Please close all other applications and Press Enter to continue...
Setting Jetson xavier-nx in max performance mode
gpu frequency is set from 114750000 Hz --> to 1109250000 Hz
dla frequency is set from 1100800000 Hz --> to 1100800000 Hz
------------Executing ResNet50_224x224------------
--------------------------
Model Name: ResNet50_224x224
FPS:837.79
--------------------------
Wall Time for running model (secs): 405.63667702674866
In my experience with PyTorch, the very first inference or training run takes longer, I think it is loading in lots of code pages for kernels or something.
Can you try doing a warm-up of say, 100 iterations, before measuring the speed?
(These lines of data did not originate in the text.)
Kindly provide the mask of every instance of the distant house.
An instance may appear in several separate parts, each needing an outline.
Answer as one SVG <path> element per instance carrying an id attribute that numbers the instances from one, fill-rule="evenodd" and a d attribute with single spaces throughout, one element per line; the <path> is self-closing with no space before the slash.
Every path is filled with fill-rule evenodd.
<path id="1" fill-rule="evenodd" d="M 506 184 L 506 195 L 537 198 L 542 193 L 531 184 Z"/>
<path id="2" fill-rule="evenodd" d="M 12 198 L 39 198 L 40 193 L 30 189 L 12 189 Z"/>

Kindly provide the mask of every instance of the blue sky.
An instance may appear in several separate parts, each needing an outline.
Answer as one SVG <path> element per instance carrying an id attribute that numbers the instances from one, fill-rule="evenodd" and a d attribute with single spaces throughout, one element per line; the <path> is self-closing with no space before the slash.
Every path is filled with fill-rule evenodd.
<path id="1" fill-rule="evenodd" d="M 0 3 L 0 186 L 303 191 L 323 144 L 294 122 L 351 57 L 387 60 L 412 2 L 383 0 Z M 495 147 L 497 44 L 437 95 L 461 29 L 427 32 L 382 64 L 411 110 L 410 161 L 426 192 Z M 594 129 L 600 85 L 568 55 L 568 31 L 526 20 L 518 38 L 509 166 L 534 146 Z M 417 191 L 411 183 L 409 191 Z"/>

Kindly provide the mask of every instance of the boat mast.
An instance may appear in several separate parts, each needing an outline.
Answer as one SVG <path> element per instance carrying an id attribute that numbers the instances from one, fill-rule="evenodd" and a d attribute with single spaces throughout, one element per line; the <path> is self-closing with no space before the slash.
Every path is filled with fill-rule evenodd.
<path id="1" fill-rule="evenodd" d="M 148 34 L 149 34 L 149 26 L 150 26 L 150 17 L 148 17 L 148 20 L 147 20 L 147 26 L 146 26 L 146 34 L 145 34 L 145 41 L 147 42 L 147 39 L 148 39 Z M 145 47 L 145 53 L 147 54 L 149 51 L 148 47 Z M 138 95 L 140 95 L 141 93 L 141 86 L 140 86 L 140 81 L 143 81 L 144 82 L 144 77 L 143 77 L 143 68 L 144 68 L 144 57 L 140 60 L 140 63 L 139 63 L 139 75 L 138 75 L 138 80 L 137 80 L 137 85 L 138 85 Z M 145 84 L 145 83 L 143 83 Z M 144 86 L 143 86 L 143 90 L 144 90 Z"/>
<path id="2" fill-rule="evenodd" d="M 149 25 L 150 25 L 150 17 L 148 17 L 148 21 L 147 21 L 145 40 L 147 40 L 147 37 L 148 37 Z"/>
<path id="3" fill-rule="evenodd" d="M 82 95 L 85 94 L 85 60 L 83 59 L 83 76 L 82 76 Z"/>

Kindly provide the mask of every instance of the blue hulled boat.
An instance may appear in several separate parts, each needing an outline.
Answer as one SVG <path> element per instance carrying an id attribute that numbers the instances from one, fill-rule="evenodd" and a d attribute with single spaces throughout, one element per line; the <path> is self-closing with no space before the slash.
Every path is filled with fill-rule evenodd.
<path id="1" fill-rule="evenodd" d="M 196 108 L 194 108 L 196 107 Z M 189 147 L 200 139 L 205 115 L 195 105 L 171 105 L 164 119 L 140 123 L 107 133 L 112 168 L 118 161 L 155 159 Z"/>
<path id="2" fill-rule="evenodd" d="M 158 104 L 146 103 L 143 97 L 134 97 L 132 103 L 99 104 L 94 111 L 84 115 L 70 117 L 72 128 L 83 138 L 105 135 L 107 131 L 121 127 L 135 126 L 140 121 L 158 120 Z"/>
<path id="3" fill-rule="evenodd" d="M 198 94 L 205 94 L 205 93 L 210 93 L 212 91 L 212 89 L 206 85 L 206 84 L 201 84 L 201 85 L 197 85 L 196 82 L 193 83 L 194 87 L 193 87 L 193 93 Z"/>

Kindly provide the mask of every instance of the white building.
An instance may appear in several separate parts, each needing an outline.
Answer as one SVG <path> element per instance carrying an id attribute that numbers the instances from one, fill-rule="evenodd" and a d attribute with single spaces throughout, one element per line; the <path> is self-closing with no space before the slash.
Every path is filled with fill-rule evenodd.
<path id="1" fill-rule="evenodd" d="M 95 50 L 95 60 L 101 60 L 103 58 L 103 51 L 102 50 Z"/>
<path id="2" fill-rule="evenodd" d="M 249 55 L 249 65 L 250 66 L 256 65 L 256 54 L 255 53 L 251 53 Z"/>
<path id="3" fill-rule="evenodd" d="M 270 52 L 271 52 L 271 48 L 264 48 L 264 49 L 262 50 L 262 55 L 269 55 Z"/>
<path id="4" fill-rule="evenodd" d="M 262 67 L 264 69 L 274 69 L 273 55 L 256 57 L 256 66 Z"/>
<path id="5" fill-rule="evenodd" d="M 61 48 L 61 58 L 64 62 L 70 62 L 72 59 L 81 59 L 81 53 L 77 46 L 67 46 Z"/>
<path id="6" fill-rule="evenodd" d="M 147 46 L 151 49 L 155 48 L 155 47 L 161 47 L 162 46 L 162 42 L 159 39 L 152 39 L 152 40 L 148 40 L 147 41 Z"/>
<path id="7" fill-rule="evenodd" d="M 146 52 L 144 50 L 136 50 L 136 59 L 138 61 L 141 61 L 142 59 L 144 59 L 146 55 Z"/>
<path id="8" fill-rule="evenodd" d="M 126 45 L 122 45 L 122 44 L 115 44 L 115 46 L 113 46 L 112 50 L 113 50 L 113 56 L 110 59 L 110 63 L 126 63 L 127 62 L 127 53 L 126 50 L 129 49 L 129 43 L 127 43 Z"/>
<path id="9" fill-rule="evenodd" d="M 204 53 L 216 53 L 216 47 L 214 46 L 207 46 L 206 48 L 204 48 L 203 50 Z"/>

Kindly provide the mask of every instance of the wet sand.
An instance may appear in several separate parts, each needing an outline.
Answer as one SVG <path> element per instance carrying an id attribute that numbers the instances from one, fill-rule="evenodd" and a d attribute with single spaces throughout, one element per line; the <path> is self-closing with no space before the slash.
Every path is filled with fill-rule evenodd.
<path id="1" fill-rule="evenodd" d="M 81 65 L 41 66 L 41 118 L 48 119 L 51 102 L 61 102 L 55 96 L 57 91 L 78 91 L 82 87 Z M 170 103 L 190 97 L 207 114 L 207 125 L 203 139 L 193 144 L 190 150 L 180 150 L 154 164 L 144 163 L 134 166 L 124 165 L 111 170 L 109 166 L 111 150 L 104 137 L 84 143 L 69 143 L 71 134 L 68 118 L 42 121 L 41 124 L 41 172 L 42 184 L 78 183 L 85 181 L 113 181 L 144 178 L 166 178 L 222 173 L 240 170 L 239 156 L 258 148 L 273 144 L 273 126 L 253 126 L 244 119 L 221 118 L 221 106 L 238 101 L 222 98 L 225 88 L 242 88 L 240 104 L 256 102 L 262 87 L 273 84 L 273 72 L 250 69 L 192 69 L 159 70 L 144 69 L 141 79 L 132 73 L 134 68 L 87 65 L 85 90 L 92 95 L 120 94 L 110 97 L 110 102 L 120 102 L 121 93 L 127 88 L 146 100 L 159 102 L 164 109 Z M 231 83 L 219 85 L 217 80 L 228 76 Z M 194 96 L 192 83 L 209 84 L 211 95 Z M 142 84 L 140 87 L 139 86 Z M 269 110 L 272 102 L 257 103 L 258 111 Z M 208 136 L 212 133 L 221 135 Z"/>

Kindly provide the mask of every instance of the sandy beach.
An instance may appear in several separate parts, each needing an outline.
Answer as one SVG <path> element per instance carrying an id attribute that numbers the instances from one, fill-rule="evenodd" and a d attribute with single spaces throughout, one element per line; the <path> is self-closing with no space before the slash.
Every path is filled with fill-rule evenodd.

Also you will want to time more than 20 iterations. It may also be helpful to run sudo jetson_clocks beforehand, if you haven’t already.
We can get roughly 29.76 fps with the following testing code .
def infer():
tic = time.time()
for i in range(100):
model(img)
print("warmup: ", time.time()-tic)
tic = time.time()
for i in range(100):
model(img)
print("test: ", time.time()-tic)
Based on the tegrastats results, pyTorch seems reaches its limitation.
... GR3D_FREQ 99%@1109
This also similar to our benchmark result shared in this page:
To get the performance similar to jetson_benchmark, you will need to convert the model into TensorRT engine first.
Based on the result in torch2trt, the fps can increase from 55.5 (PyTorch) into 312 (TensorRT) on Xavier.
torch2trt listed that fps is 55.5(pytorch) and 312(tensorrt) when datatype is float16 as listed here. But I get
1.fps 46 when I use pytorch with float16.
2. fps 67 when I use tensorrt with float16.
What am I missing here? I am using the following code:
import torch
import timeit
import torchvision.models as models
import numpy as np
from time import time
# from torch2trt import torch2trt
def inference_test():
device = torch.device('cuda:0')
# Create model and input.
model = models.resnet50(pretrained=True).half()
tmp = (np.random.standard_normal([1, 3, 224, 224]) * 255).astype(np.uint8)
# tmp = (np.random.standard_normal([1, 3, 416, 416]) * 255).astype(np.uint8) #mobilenet_v2
# move them to the device
model.eval()
model.to(device)
img = torch.from_numpy(tmp.astype(np.float16)).to(device)
# convert to TensorRT feeding sample data as input
# model_trt = torch2trt(model, [img])
def infer():
with torch.no_grad():
before = time()
outs = model(img)
# outs = model_trt(img)
infer_time = time() - before
return infer_time
print("Running warming up iterations..")
for i in range(0, 100):
infer()
total_times = timeit.repeat(stmt=infer, repeat=1, number=500)
print("Timeit.repeat: ", total_times)
print("FPS: ", 500 / np.array(total_times).mean())
inference_test()
I find it’s not straightforward to deploy torch/detectron2 Faster RCNN/Mask RCNN models on Xavier NX. But I will be waiting for your findings as you said here.
Now I am also checking for other options. I am a bit confused after finding so many options.
I am looking for a pipeline to deploy object detectors/keypoint detectors on my Jetson Xavier NX. My model should be able to process in real-time. I have to run this project for a long time. Later on, I have to deploy an instance segmentation model on HPC with Nvidia cards for another project.
Can you please suggest me which route should I go?
Sorry that we still need some time for the detectron2 model issue.
Will update to Detectron2 Jetson NX once the experiment is done.
For XavierNX, the fastest mode is INT8 but it requires a calibration cache file.
If performance is critical for your usage, it’s recommended to try INT8 with TensorRT.
Here are some status sharing with you.
There are some non-supported layers used in the Detectro2 model, ex. generateProposals, CollectRpnProposals, …, etc.
We are working on adding these layers to our plugin library or onnx parser.
Once it is done, we will update this to the topic.